March 24th, 2012
Whither Conferences? Searching for the South by Southwest Passage
Several Cardiology Fellows who are attending ACC.12 this week are blogging together on CardioExchange. The Fellows include Tariq Ahmad, Bill Cornwell, Megan Coylewright, Jeremiah Depta, and John Ryan (moderator). Read the previous post here. Read the next post here.
Attendance to cardiology conferences is in decline. It is an obvious fact observed by the decreasing numbers of attendees in the halls walking between sessions, and perhaps more tellingly by the decreased number of companies willing to send exhibitors to the ACC and AHA to promote their products.
There are a variety of reasons given for this, the most popular one being that the poor economy is effecting both academic institutions and private practitioners. People also argue that there are simply too many meetings these days, especially as the field has become more subspecialized. Finally, the immediate digital availability of these conferences. A snapshot of my Twitter feed from an hour ago demonstrates that you can get a pretty good idea about the results being presented in real time:
However, I think these common conceptions are inaccurate and misleading I have another theory.
These common concerns could equally be applied to other conferences. However, Comic Con in San Diego continues to attract 130,000 attendees every year for four days of TV, science fiction and comic book discussions. Similarly, the South by South West Festival continues to grow every year, with attendance reaching 20,000 this past year a 100% increase from 4 years ago. Think that these pop culture comparisons aren’t fair? Fine, take the HIMSS conference focused on health care informatics held in Las Vegas just over a month ago: it surpassed expected attendance by 5,000, drawing 37,000 in all.

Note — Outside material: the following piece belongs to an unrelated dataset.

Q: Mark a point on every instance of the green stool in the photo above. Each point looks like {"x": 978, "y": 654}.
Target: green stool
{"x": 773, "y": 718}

The audiences of these events aren’t immune to downturns in the economy, they have plenty of gatherings large and small to choose from, and they are at least as digitally savvy as cardiologists. These conferences clearly are providing an in-person experience that cardiology conferences are not, as manifest by their growth in numbers and our decline. I think the simplest reason that conference attendance at ACC and AHA is decreasing is because people are not getting enough out of it. The design and content has not evolved since the hay-day of 30,000-plus attendees. What worked before—such as the unveiling of clinical trials and vibrant exhibition halls—simply does not attract people anymore. In my opinion, the common thread contributing to the current growth in the events like South by Southwest is the focus on user-generated content and the fact that the attendees feel themselves to be a part of the conferences, not just seat fillers.
The organizers of the ACC, the AHA probably only have a few years to figure out how how to generate this sense of ownership.
How can this best be achieved?
Is it by increasing the number of abstracts accepted? Or does the manner in which the landmark trials are presented need to be changed? Our field needs your ideas, so please share them.